Native Americans At DNC 2016: Delegates Say Hillary Clinton's Substance Must Match Diversity Seen In Philadelphia
PHILADELPHIA -- Native American tribal leader Edward D. Manuel, 69, stood in the hallways of the Democratic National Convention this week and marveled at the diversity. In conventions past, the descendants of native people were scarcely seen. But this year, seeing a delegate wearing a purple and black patterned tribal dress shirt over an Oxford, as Manuel did Wednesday, was no surprise.
“The last time I was in the DNC, in 2000, there were so few different people involved,” Manuel, chairman of the Tohono O’Odham tribe in southern Arizona and a Hillary Clinton delegate at the convention, said amid the rumble of the crowd in the Wells Fargo Center. “Now I see that it has grown.”

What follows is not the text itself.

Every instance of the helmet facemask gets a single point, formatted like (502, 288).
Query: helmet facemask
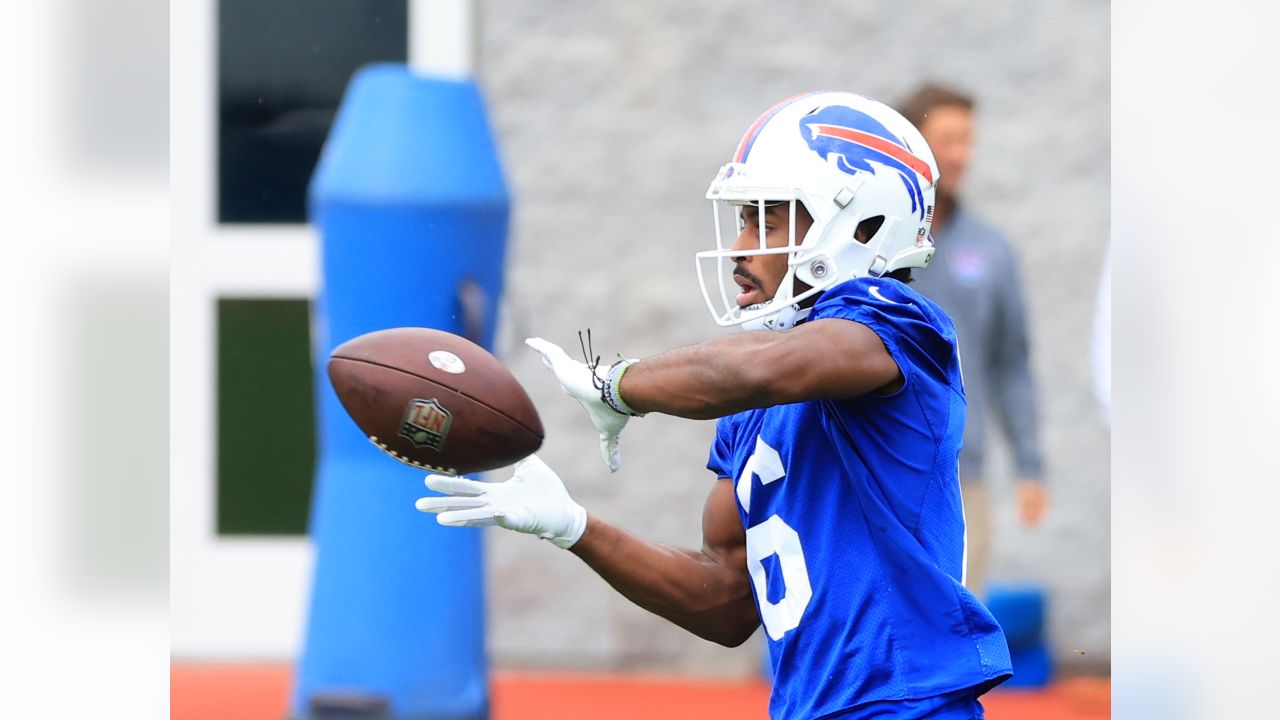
(790, 301)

Native Americans have seen much more representation this year at the DNC: they were chosen to call out state votes in the nomination process and participated in talks with the White House and Democratic Party Monday on the opening day of the convention. The value of that increased visibility -- and the efforts made in the past eight years under President Barack Obama to establish better coordination between federal agencies and tribes -- is not lost on Native American delegates at the DNC. But they also cautioned that tribal nations face real problems, and optics at the convention can’t be a substitute for policy.